La cour relève au demeurant que Mme [O] [J] n’avait pas plus contesté la décision d’attribution de la pension de réversion dans les deux mois de sa notification le 1er mai 2018.
Par suite, Mme [O] [J] n’est pas fondée à solliciter la révision de sa pension de réversion en se prévalant d’une erreur commise par la carsat dans la détermination des bases de calcul de la pension de retraite notifiée à son défunt époux et définitivement liquidée en l’absence de toute contestation valablement exercée par son mari dans les délais et formes requis.
De surcroît et en tout état de cause, même à retenir d’une part, l’autorité supérieure de la convention générale de sécurité sociale signée le 22 octobre 2007 entre la France et le Maroc à celle des lois internes et d’autre part, qu’au regard de la date d’entrée en vigueur le 1er juin 2011de la dite convention, son application à la pension de réversion notifiée à Mme [O] [J] le 1er avril 2018 autorisait la révision des bases de calcul de la pension de [N] [G] [O] bien que définitivement liquidée antérieurement à l’entrée en vigueur de ces dispositions, la demande de Mme [O] [J], fondée sur l’article 23 de la dite convention qui prévoit la prise en compte, dans la mesure nécessaire et à condition qu’elles ne se superposent pas, des périodes d’assurance, ou assimilées accomplies sous la législation de l’autre état comme s’il s’agissait de périodes accomplies sous la législation qu’elle applique, ne pouvait davantage prospérer.
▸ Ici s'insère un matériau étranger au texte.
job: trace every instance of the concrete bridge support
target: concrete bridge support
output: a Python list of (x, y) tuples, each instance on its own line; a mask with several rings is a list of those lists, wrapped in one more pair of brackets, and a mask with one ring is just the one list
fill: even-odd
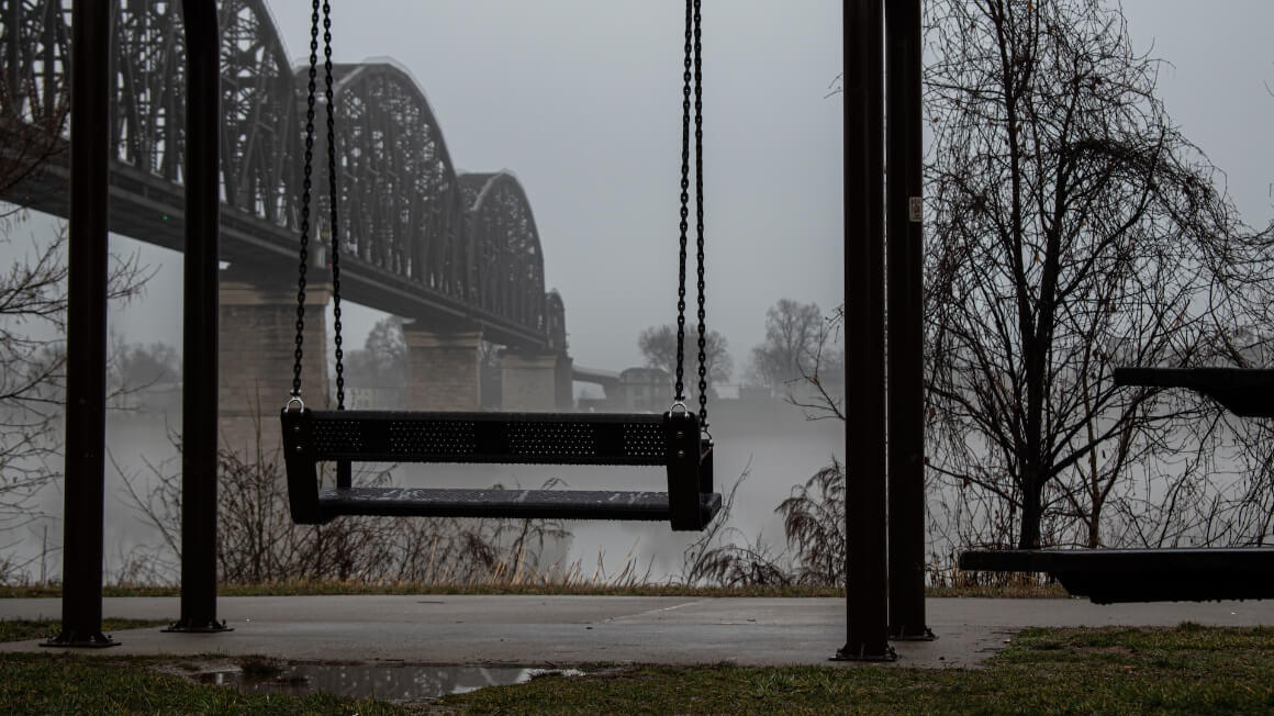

En effet, en application de l’article L. 351-1-2 du code de la sécurité sociale, 'la durée d’assurance ayant donné lieu à cotisations à la charge de l’assuré accomplie après l’âge prévu au premier alinéa de l’article L.351-1 et au-delà de la limite mentionnée au deuxième alinéa du même article donne lieu à une majoration de la pension dans des conditions fixées par décret.'
Or, ainsi que l’a souligné la carsat, les périodes d’activité professionnelle exercée au Maroc par [N] [A] entre le 23 octobre1960 et le 31 décembre1962, portant à 138 le nombre de trimestres à valider au lieu de 129, soit un nombre de trimestres total toujours inférieur à 150 trimestres de durée d’assurance maximum, ne constituaient pas des périodes de cotisation situées au-delà de l’âge légal ni surtout au-delà de la durée d’assurance exigée pour le taux plein, de sorte qu’en application de l’article L.351-1-2 précité, elles n’ouvraient pas droit à application d’une surcote tel que revendiqué par Mme [O] [J].
Ainsi, il n’est pas établi que la carsat ait commis une erreur dans le calcul du montant de la pension de réversion de Mme [O] [J] par une mauvaise application des textes applicables précités dans la détermination préalable du montant de la pension de retraite de [N] [G] [O].
Pour l’ensemble de ces motifs, le jugement sera confirmé en ce qu’il a rejeté les demandes formées par Mme [O] [J] à l’encontre de la carsat de ce chef.
Par ailleurs, le jugement sera aussi confirmé en ce qu’il a rejeté la demande de dommages et intérêts présentée par Mme [O] [J], laquelle, en cause d’appel comme en première instance, ne développe aucun moyen au soutien de sa demande.
Enfin, les dispositions relatives aux dépens et à l’application de l’article 700 2° du code de procédure civile seront confirmées.
Mme [O] [J], partie qui succombe, sera condamnée aux dépens de la procédure d’appel et déboutée de sa demande formée sur le fondement de l’article 700 du code de procédure civile et de l’article 37 de la loi relative à l’aide juridictionnelle.
PAR CES MOTIFS
La cour,
Confirme le jugement rendu par le tribunal judiciaire de Caen le 3 décembre 2024 en toutes ses dispositions soumises à la cour ;
Y ajoutant,
Rejette la demande formée par Mme [B] [O] [J] sur le fondement de l’article 700 du code de procédure civile et de l’article 37 de la loi relative à l’aide juridictionnelle ;
Condamne Mme [B] [O] [J] aux dépens de la procédure d’appel.